Passados quatro meses desde que a doença do caudilho se tornou pública, as informações permanecem escassas. Depois de sustentar por quase um mês que havia operado um abcesso pélvico, Chávez admitiu tratar-se de câncer.
Desde então, viaja com frequência a Cuba, onde se trata. Passou por uma bateria de exames no início da semana, cujos resultados não foram divulgados -ainda que o tivessem sido, seria difícil confiar na sua veracidade, dado o histórico do regime chavista.
A evolução do quadro de saúde do líder venezuelano terá grande influência na disputa. Se conseguir vencer a doença, sua imagem de político que enfrenta e ganha todos os embates -do golpe em 2002 ao câncer de agora- sairá fortalecida. Na hipótese de chegar combalido, o mito se enfraquece.
Prevalece por ora a empatia do eleitorado com o político que luta pela vida. Pesquisas mostram alta de dez pontos na avaliação do governo, para perto de 60%, desde que a doença foi revelada. A intenção de voto em Chávez também aumentou, de 30% para 40%.
O mandatário enfrentará, contudo, sua mais difícil eleição desde que chegou ao poder, há 12 anos. Está distante o auge do chavismo, de meados da década passada, quando o boom do petróleo impulsionou a economia de um produto só e a retórica populista espraiou-se por países vizinhos.

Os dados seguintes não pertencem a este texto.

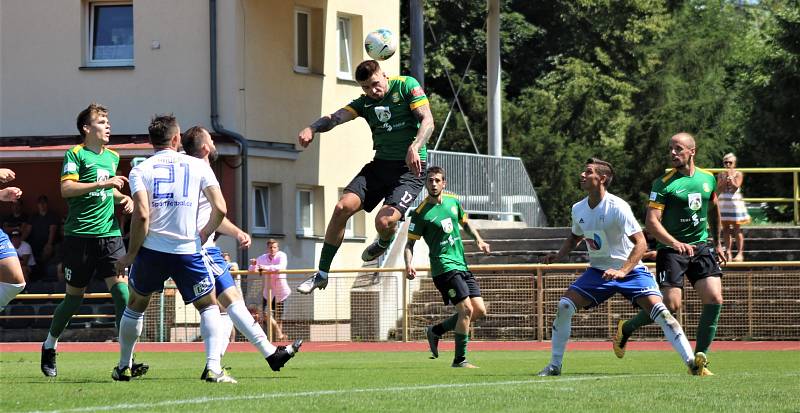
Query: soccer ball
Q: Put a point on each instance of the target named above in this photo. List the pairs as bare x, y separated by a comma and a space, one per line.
380, 44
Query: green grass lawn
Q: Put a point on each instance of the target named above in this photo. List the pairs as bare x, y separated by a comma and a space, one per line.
380, 382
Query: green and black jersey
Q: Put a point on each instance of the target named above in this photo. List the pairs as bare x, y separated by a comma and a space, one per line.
438, 224
91, 214
684, 201
393, 124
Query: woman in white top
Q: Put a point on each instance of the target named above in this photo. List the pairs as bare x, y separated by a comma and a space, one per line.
276, 289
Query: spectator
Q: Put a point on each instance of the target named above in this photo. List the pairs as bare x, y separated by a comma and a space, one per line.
732, 207
43, 234
17, 220
270, 265
24, 253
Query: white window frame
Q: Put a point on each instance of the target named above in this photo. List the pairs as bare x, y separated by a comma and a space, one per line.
90, 13
347, 39
265, 189
307, 12
307, 231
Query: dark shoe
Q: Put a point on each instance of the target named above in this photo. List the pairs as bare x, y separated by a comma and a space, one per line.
48, 363
279, 358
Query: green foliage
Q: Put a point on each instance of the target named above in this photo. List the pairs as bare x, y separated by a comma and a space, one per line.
615, 79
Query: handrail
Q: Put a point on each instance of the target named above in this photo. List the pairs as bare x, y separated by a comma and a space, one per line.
795, 171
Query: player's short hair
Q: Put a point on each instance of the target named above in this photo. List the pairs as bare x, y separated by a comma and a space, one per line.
603, 168
191, 140
162, 128
436, 170
86, 116
366, 69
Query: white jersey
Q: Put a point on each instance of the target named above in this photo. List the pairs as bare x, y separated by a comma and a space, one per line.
173, 182
606, 229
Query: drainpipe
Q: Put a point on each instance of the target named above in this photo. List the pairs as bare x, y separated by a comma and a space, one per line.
218, 128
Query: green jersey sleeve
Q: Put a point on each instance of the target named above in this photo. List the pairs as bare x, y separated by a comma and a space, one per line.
413, 93
356, 106
70, 167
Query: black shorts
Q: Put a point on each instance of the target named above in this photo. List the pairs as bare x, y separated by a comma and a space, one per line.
390, 181
85, 258
456, 285
672, 266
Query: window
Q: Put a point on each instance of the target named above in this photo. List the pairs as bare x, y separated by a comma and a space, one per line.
305, 212
345, 52
261, 210
110, 34
302, 41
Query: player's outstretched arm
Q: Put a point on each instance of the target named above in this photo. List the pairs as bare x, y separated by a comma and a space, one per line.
569, 244
324, 124
408, 257
426, 126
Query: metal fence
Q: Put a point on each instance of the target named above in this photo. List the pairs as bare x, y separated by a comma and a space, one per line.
762, 301
496, 187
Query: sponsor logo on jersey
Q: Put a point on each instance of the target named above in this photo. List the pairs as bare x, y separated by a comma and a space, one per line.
447, 225
383, 113
695, 201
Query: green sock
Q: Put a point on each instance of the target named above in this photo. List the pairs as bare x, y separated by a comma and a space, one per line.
447, 325
707, 327
64, 313
461, 346
119, 293
639, 320
326, 256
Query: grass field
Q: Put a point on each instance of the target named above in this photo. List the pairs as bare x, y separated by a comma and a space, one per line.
404, 381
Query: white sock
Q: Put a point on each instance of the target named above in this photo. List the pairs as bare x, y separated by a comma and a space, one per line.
248, 326
8, 291
130, 328
212, 331
227, 327
50, 341
562, 326
673, 331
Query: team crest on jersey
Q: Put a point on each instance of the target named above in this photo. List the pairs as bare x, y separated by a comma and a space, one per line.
447, 225
695, 201
383, 113
594, 243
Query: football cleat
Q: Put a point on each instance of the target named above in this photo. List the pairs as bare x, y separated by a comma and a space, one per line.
373, 251
549, 370
48, 362
221, 377
700, 367
620, 340
464, 364
279, 358
433, 341
315, 281
121, 375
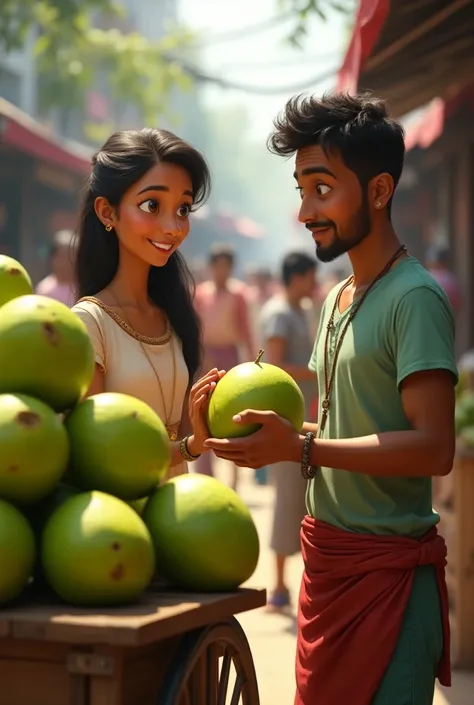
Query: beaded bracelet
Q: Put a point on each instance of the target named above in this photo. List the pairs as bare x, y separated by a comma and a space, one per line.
307, 470
183, 449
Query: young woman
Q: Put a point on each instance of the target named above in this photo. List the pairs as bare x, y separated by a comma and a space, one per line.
134, 289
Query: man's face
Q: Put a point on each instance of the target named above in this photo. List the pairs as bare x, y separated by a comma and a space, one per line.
334, 207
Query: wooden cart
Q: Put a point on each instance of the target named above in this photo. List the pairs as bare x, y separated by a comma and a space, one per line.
171, 649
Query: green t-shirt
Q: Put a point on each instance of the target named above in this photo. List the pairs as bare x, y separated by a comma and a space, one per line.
405, 325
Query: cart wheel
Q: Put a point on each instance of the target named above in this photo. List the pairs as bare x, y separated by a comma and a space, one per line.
212, 666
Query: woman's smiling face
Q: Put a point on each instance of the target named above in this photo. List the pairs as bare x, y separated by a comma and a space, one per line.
152, 219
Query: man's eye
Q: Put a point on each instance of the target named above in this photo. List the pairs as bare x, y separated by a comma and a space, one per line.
149, 206
323, 189
184, 210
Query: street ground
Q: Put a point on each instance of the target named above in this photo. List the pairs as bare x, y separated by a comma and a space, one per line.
272, 636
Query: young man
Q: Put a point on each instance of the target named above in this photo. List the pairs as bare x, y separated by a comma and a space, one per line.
373, 618
286, 338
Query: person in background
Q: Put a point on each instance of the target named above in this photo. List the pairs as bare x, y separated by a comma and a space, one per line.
226, 332
437, 262
59, 284
373, 617
288, 344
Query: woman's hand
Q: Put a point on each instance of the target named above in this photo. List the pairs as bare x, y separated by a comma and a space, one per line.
198, 405
274, 442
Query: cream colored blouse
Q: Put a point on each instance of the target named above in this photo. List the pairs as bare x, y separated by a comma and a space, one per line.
127, 369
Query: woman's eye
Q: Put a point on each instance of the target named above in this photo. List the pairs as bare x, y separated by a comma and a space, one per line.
184, 210
149, 206
323, 189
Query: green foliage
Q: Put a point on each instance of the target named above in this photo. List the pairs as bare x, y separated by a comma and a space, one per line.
304, 9
71, 53
464, 418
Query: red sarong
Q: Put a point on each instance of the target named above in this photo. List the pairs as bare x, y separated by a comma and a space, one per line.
354, 593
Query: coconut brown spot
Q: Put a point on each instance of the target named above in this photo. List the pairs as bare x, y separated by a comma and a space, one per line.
51, 333
118, 572
28, 419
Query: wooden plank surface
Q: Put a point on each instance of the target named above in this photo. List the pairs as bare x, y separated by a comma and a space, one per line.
159, 615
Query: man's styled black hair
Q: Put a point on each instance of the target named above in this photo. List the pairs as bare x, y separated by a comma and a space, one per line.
296, 263
357, 127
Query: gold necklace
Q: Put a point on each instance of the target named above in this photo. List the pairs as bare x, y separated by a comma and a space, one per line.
172, 429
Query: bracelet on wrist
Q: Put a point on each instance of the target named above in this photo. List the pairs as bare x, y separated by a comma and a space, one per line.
307, 470
183, 449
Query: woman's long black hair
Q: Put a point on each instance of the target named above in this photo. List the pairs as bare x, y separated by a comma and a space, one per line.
123, 160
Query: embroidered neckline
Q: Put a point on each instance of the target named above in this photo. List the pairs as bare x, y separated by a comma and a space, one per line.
147, 340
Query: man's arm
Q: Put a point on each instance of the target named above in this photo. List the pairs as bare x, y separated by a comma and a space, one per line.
427, 450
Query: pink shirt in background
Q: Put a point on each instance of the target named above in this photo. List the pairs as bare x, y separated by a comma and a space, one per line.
50, 286
224, 315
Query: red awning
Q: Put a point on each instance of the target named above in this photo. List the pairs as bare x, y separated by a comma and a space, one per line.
27, 135
370, 18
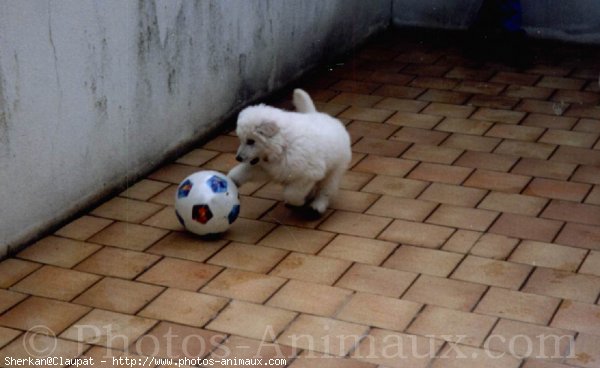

A Venezuela registrou recessão por dois anos seguidos -o PIB recuou 3,2% em 2009 e 1,5% em 2010. A expectativa é que cresça menos de 3% neste ano, com inflação anual de 30% e apagões de energia elétrica quase diários.
A oposição, de seu lado, deixou de ser irrelevante. O governador do Estado de Miranda, Henrique Capriles, considerado "centrista", aparece empatado com Chávez em algumas pesquisas. Ainda barrado na Justiça aparelhada pelo chavismo, Leopoldo López, ex-prefeito de Caracas, é outro nome forte.
O regime de Hugo Chávez parece mais vulnerável do que nunca esteve em uma década.